Miles Gregory Edgeworth knows he is possessed by the Devil. Why else why he would have killed his father, the late king? He lives his life locked in a tower, hoping to avoid doing any more damage, until a bumbling thief convinces him to try the world outside.

Notes:

This is a scene from a much longer (unpublished) story that I'm working on. Though the whole thing won't be done for a while, enjoy this chapter as a Narumitsu gift!

Here's the context: Miles is the Prince of a small island nation. After Gregory's mysterious death, von Karma takes over as steward. He takes on a Claude Frollo-esque role and convinces Miles that his autistic tendencies are signs of demonic possession. Miles locks himself away in a tower for years to avoid doing any more damage.

Phoenix, meanwhile, is an orphan who has been taken in by the local Romani tribe (aka the Feys). They do odd jobs to survive and Phoenix learns to pick pockets as a way to help support them. During an unwise heist in the royal palace, Phoenix ends up chased all the way up the tower to Miles' room. Phoenix doesn't believe in the Devil, but he does believe that the handsome stranger he discovers should be set free.

This scene takes place after Miles has been given the tour of the Romani camp and Phoenix takes him to go grab some supplies.

(See the end of the work for more notes.)

Work Text:

The market was loud. Louder than Miles had expected. Animals in cages squealed and squawked. Merchants shouted the quality and prices of their wares. Shoppers spoke loudly, haggling with shopkeeps and chatting with their friends. Even the ocean could be heard, waves slapping against the nearby docks. It was unpleasant, and Miles wondered how the people passing by him and Phoenix with smiling faces could possibly enjoy such an atmosphere. It put Miles on edge. He had agreed to try experiencing the day-to-day mundanities of life outside his tower, however, so he bore it.

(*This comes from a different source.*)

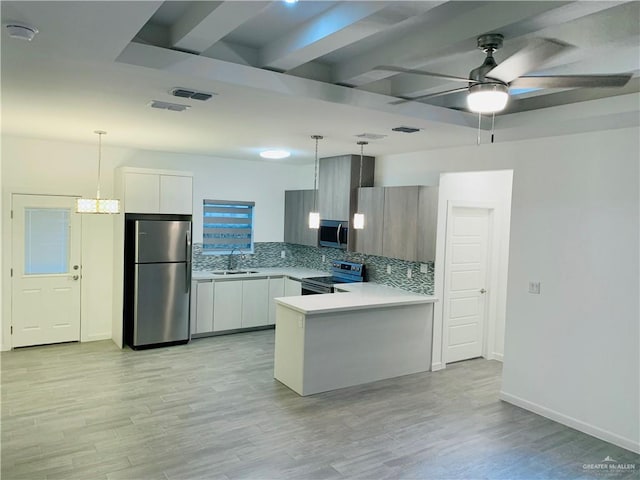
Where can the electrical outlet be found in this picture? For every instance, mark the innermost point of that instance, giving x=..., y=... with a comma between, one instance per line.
x=534, y=288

As they moved from stall to stall—goods and purses quietly finding their way into Phoenix’s pockets—Miles slowly began noticing something. The market folk didn’t seem to look at Miles the same way they looked at Phoenix. For one, they looked longer. Especially the women. Something about Miles must be attracting attention.

This hunch was confirmed when he followed Phoenix into cloth merchant’s stall only to have the proprietor ignore Phoenix entirely and address herself to Miles.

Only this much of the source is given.